Gerty shook her head, mutely unconvinced. She felt not only that Lily was cheapening herself by making use of an intimacy she would never have cultivated from choice, but that in drifting back now to her former manner of life she was forfeiting her last chance of ever escaping from it. Gerty had but an obscure conception of what Lily's actual experience had been, but its consequences had established a lasting hold on her pity since the memorable night when she had offered up her own secret hope to her friend's extremity. To characters like Gerty's, such a sacrifice constitutes a moral claim on the part of the person in whose behalf it has been made.
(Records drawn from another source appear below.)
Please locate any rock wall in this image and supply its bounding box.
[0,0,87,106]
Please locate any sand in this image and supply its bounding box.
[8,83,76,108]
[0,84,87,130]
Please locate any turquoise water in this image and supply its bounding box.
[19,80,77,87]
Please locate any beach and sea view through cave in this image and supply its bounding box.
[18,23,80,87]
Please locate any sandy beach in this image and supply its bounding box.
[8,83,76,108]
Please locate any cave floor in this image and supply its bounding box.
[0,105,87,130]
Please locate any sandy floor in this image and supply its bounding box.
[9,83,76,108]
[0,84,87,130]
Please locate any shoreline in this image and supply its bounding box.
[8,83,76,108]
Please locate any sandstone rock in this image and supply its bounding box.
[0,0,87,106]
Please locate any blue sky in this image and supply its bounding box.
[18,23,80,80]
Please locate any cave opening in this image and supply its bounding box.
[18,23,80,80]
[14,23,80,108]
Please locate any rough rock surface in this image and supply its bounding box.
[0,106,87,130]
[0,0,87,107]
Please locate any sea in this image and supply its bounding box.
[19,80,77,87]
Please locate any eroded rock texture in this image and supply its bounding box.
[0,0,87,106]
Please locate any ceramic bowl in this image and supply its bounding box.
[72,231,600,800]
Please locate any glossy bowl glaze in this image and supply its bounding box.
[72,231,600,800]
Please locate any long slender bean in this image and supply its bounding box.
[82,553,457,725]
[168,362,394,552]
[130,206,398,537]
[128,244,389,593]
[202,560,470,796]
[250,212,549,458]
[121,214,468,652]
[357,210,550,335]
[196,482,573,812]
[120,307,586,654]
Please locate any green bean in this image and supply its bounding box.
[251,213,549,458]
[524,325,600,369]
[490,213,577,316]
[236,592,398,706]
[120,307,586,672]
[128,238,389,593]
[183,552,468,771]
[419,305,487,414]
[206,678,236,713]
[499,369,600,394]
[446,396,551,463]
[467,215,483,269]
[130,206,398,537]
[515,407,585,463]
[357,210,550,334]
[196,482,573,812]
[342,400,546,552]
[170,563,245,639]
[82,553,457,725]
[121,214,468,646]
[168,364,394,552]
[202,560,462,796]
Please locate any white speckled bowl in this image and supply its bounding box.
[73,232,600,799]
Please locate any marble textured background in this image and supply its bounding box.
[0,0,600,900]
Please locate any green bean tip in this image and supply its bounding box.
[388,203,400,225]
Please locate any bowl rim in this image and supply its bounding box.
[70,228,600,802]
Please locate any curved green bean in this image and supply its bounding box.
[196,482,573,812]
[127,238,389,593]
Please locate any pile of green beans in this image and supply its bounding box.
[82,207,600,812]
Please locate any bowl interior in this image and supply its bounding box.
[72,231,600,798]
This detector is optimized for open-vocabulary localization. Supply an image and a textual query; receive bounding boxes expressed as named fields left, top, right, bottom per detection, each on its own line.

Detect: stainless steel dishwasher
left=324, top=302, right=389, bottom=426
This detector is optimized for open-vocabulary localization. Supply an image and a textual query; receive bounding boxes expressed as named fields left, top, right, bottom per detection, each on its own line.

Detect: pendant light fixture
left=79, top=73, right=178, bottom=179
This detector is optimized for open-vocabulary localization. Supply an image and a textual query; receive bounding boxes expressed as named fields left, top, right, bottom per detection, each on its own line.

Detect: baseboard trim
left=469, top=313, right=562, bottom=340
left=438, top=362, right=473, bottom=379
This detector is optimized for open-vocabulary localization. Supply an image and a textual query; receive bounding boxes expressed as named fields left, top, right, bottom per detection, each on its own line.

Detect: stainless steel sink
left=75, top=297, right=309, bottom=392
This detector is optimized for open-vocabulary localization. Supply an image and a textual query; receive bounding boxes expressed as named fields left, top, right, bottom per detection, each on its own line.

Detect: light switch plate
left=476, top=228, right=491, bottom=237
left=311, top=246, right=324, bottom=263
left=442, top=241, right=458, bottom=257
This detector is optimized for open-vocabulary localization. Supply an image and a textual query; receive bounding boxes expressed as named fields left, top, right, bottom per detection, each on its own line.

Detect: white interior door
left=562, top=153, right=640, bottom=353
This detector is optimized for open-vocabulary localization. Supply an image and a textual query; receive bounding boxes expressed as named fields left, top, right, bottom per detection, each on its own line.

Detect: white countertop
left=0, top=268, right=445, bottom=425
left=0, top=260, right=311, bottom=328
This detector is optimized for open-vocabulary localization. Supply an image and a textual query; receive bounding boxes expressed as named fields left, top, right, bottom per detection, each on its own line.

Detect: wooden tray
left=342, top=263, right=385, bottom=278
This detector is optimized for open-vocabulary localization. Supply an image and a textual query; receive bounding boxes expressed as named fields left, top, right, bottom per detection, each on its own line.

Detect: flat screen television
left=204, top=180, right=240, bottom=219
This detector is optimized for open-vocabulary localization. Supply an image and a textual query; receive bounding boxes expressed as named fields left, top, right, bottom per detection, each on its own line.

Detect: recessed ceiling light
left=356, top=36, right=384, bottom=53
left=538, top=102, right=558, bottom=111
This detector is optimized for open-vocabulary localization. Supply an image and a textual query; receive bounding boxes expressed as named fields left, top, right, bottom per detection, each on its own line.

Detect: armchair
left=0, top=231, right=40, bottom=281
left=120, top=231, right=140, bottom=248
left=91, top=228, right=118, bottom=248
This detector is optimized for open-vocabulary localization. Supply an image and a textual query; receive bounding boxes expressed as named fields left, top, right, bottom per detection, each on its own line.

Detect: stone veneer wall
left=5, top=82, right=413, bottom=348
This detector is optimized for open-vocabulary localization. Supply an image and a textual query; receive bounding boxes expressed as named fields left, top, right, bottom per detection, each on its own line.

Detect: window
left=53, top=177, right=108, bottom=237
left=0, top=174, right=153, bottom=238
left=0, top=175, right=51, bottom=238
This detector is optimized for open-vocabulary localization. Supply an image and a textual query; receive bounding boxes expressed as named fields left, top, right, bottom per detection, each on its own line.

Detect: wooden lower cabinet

Having once helped Lily, she must continue to help her; and helping her, must believe in her, because faith is the main-spring of such natures. But even if Miss Bart, after her renewed taste of the amenities of life, could have returned to the barrenness of a New York August, mitigated only by poor Gerty's presence, her worldly wisdom would have counselled her against such an act of abnegation. She knew that Carry Fisher was right: that an opportune absence might be the first step toward rehabilitation and that, at any rate, to linger on in town out of season was a fatal admission of defeat.